Two pitfalls to avoid in setting O-data goals:

  • Avoid verbs. O-data measures, metrics, and goals won’t begin with verbs. Use terms like “number of,” “percentage of,” “average of,” “ratio of,” etc. when you’re setting O-data standards and goals.
  • Keep it simple. Avoid the temptation to create convoluted indices from multiple O-data points. Those “indices” inevitably wind up confusing stakeholders, instead of providing clarity about what’s happening with customers and the business.

Then, the X-side

Now you need X-data. It’s the other “side of the story,” so to speak.

Let’s stick with the example of “improving the ease of doing business for customers.” Let’s say you’ve figured out the O-data side of customers’ experiences with your company and you’re measuring, monitoring, and triaging O-data surrounding transaction times. Now you need to know the customer’s thoughts, feelings, and perceptions about doing business with you. X-data could originate from a short survey you send to all customers after they have finished the type of transaction you’re already monitoring with O-data, as discussed above. You might ask a question like:

On a scale of 1-10, please rate how easy or difficult it was to complete your transaction.

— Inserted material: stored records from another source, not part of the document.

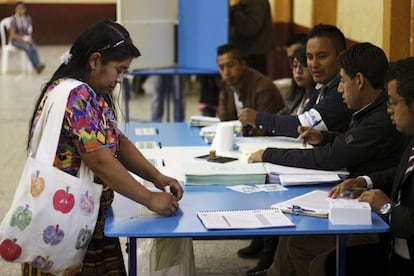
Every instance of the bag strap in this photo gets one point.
(47, 132)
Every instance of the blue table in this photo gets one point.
(123, 221)
(170, 90)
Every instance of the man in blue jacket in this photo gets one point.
(371, 143)
(324, 46)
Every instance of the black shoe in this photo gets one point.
(264, 263)
(40, 68)
(257, 273)
(253, 250)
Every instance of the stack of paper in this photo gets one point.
(201, 173)
(248, 145)
(198, 120)
(349, 212)
(289, 176)
(316, 203)
(244, 219)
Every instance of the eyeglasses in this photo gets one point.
(117, 44)
(297, 65)
(392, 103)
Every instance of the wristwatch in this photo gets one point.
(386, 209)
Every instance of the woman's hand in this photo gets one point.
(376, 198)
(165, 204)
(354, 185)
(309, 135)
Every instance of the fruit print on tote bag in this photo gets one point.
(53, 214)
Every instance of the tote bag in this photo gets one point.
(53, 214)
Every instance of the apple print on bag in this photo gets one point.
(86, 204)
(42, 263)
(84, 237)
(10, 250)
(53, 235)
(37, 184)
(21, 217)
(63, 201)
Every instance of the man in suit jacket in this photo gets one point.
(362, 83)
(391, 192)
(324, 46)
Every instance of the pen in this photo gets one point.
(167, 189)
(312, 126)
(315, 124)
(358, 189)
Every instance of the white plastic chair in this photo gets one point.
(7, 48)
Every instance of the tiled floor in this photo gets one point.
(18, 93)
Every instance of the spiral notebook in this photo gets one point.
(244, 219)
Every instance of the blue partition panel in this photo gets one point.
(202, 26)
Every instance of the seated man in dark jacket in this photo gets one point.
(324, 46)
(370, 144)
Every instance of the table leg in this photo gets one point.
(127, 97)
(132, 256)
(167, 87)
(178, 99)
(340, 254)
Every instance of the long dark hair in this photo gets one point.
(107, 37)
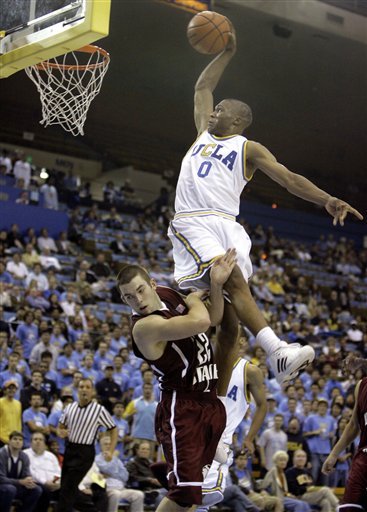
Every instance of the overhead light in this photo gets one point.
(44, 174)
(281, 31)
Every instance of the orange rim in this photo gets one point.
(85, 49)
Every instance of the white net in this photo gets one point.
(68, 84)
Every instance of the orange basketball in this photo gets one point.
(208, 32)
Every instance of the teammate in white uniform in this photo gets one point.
(246, 379)
(213, 174)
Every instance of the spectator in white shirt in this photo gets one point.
(68, 305)
(116, 477)
(17, 268)
(50, 196)
(6, 161)
(45, 470)
(47, 261)
(45, 241)
(22, 170)
(37, 276)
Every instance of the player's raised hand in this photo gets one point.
(232, 41)
(222, 267)
(328, 466)
(339, 209)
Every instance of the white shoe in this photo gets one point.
(221, 454)
(287, 362)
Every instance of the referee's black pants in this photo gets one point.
(78, 459)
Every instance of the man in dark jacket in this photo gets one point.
(300, 484)
(15, 476)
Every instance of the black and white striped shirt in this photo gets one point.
(83, 422)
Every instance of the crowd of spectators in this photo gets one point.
(61, 319)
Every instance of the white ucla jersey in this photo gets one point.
(213, 175)
(237, 399)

You could then calculate an average effort score based on the total number of responses you’ve received after that same type of transaction. You could also look at the highest score, lowest score, and your performance to whatever goal you may have set for how you want customers to perceive their level of ease or difficulty, during a certain timeframe. It could be daily, weekly, monthly, or quarterly, for example.

That’s a very simple way of approaching things. And you could stop with one question on your customer survey. But if you’re ready to take in a little more feedback, then you may want to ask another question or two or leave room for unstructured, open-ended feedback in your survey.

Here are three opportunities you might consider for collecting more X-data.

  • Seek to understand the customer’s outcomes. Ask the extent to which the customer was successful in using your product or service, or the degree to which your company’s services impacted the customer’s life or business. To what extent do they trust you to care for their/their loved ones’ needs?
  • Understand how easy it was for the customer to spend their time or money with you. Ask how easy or how difficult was it for the customer to locate your business, park, pay, communicate with a clerk, complete an application, drop off a package, reach a company rep on the phone, or access the disabled amenities at your facility.
  • Understand if their experiences matched their expectations. To what extent was their wait time burdensome? Did they feel respected by the contact center agent? You can also ask about facility cleanliness or helpfulness of information on a webpage, for example.

To get your X-data points, you’ll assign numbers, scales, averages, percentages, ratios, or categories to the feedback, and then use those for your analysis.

With optional, open-ended, unstructured feedback, you can listen for what customers may want to tell you outside the parameters of your survey or interview. Open space is a smart way to stay open to things about your customers’ experiences you may never have thought about. Today’s sophisticated experience management platforms can peruse those verbatim remarks for you and identify trends and red flags.

Putting it all together

X O data, when well-thought-out and harmonized with your company’s strategic goals, will fill you in on the story of customers’ experiences in a more holistic way than just O-data alone, or X-data alone.

Together, X- and O-data can give you the insights needed to make customer-focused choices, decide how to allocate resources, and prioritize decisions that solve your customers’ problems. And all of that just happens to be great for business.